FIG. 2 is a confidence level distribution and a peak fluctuation distribution graph of the algorithm of the present invention when the tracked target is occluded.
Fig. 3 is a one-pass success map of the algorithm of the present invention compared to other algorithms.
FIG. 4 is a one-pass accuracy graph of the algorithm of the present invention compared to other algorithms.
Detailed Description
The present invention will be described in further detail with reference to specific examples, but the scope of the present invention is not limited to these examples, and all changes or equivalent substitutions that do not depart from the spirit of the present invention are intended to be included within the scope of the present invention.
The target tracking method combining the high-confidence updating and SVM redetection technology specifically comprises the following steps:
step 1.1: at a given initial target frame, the center position of the tracked target is determined. The target center candidate region size is 1.5 times the original target bounding rectangle.
Step 1.2: and extracting HOG characteristics of the target center candidate region of the first frame. And multiplying the obtained characteristics by a Hanning window to obtain a target template, and calculating a Gaussian matrix diagram according to the obtained template.
Step 2, extracting the characteristics of the target search area of the new frame, and obtaining a relevant filtering response image by using a kernel relevant filtering method, wherein the peak position of the response image is possible to be the possible position of the target of the new frame;
step 2.1: extracting the characteristics of the search area (patch), then carrying out Fourier transform to obtain the characteristics of the tracked target, wherein the specific calculation expression is,
step 2.2: processing the region to be detected of the next frame to extract characteristics and carrying out Hanning window processing on the region to be detected of the next frame, wherein the specific calculation expression is,
step 2.3: calculating a response map peak location from the extracted features
Fmax=max f(z)=max(response)。
Step 3, carrying out confidence judgment on the target response obtained in the step 2, updating the filter template when the target is in a high-confidence state, and storing the extracted features and the label of the frame as reliability results into an SVM judgment set; when the target is in a low confidence state, temporarily stopping updating the filter template;
when the target tracking is accurate, the peak value of the response graph is obvious and is close to the ideal two-dimensional Gaussian distribution; when the target is lost, the response graph vibrates. Therefore, the target tracking reliability is judged according to the peak value and the oscillation condition of the target tracking response diagram. The concrete calculation formula of response diagram oscillation judgment is as follows:
in the formula: fmaxAnd FminThe maximum and minimum values of the target response, respectively.
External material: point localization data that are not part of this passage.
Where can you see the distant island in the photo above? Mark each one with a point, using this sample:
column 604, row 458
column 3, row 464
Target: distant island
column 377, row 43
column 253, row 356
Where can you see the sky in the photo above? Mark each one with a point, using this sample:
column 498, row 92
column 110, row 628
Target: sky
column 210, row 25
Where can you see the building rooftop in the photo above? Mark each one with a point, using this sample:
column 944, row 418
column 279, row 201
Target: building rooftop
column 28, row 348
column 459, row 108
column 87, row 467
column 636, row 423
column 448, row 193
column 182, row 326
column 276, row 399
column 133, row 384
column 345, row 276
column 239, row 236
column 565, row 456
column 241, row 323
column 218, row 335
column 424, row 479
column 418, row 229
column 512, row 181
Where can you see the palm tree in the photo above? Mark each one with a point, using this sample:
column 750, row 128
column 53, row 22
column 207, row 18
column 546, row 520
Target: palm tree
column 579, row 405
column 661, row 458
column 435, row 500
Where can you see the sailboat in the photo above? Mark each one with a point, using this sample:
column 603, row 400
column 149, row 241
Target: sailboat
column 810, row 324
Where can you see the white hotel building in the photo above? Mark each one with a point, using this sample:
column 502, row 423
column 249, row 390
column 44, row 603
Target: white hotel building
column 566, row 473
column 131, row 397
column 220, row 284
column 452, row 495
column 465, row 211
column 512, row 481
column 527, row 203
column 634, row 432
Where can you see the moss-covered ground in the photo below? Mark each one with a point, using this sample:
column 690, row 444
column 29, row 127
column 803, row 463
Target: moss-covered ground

Fw,hThe values targeted at row and column of the response matrix w.
Only when the target tracking confidence index FmaxAnd EAPCEWhen the historical mean value exceeds the current frame by a certain proportion, the current frame can be determined to have high confidence level, and the specific calculation formula is as follows:
wherein the α template updates the confidence parameter.
And 4, when the target is in a low confidence state for a long time, judging that the target is blocked or the tracked target is lost. And starting an SVM re-detection module, and searching the closest numerical value of the features extracted by the frame and the SVM judgment set. The highest scoring position is the position where the tracked target is found again;
judging the confidence coefficient of the tracked target, namely judging the confidence coefficient E of the targetAPCE5 continuous frames are lower than the set credibility threshold TrThe detector is activated. The specific calculation formula is as follows:
and (4) scoring the predicted position through a formula, wherein the highest scoring position is the position predicted by the detector.
Step 5, calculating a template x obtained by a new frame according to the position obtained by the detectort-1And parameter αt-1. And the parameters of the current frame are interpolated and updated, so that the filter can adapt to the change of the target and the robustness of the tracker is improved.
The specific calculation formula is as follows:
and 6, processing the next frame of image, and repeating the step 2 until the video is finished.
As shown in FIG. 2, when the target is normally tracked, and the target is partially or completely occluded, the target response peak and the fluctuation situation distribution map. When the target tracking is accurate, the peak value of the response diagram is obvious and close to the ideal two-dimensional Gaussian distribution, as shown in FIG. 2 (a); when the target is partially shielded, the peak value F of the response graphmaxSharply reduced peak fluctuation determination index EAPCEAnd decreases as shown in fig. 2 (b). When the target is completely occluded, the peak value F of the response mapmaxAnd peak fluctuation condition determination index EAPCEBecomes very small as shown in fig. 2 (c). Therefore, the target tracking credibility is judged according to the peak value and the oscillation condition of the target tracking response image, and only when the peak value F of the response imagemaxAnd peak fluctuation condition determination index EAPCEIn a certain ratioIf the example is larger than the historical mean value, the tracked target can be determined to be in a high-confidence-degree state at the moment, and the template is updated.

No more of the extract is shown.